Notice that although Java Virtual Threads offer significant advantages in terms of scalability, memory efficiency, and simplification of concurrent programming models, however, they also introduce challenges, particularly in terms of performance for CPU-bound tasks, the impact on garbage collection, and the need for updated debugging support. Developers should carefully consider these factors when deciding to adopt virtual threads in their applications.

Short comparison

Both threading models tests averaged results are depicted in table below.

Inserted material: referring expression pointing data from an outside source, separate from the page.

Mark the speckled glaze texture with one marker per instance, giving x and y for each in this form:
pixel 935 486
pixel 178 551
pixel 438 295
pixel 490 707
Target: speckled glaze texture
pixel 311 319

According tests the performance of Virtual Threading Model is unfortunately weak enough but anyway this model has one big benefit - it gives unbounded count of threads and therefore doesn't lead to critical resources consumption and system instability.

Summary

In conclusion, can be say the above mentioned doesn't mean Platform Threading Model shouldn't be used at all. We tried to mark only some problematic places while using such model. Anyway note that threading model in WEB servers development offer significant advantages in terms of performance, responsiveness, and resource utilization. However, it also introduces complexity and potential issues related to synchronization, concurrency and resources usage.

Take into account also that Virtual Threading Model are a big change under the hood, and they are intentionally easy to apply to an existing codebase. Popular WEB Servers like Tomcat already allow for virtual threads (since 10.1.x). GlassFish server (since 7.0.13) is also ready to be supporting virtual threads. Jetty Web Server is also supporting Virtual Threading model since 10.0.x. Applications running on these servers will get scalability gains without any changes to the code, which could have enormous implications for large-scale applications.

So, developers need to carefully consider the trade-offs and use both threading model judiciously to achieve the desired results.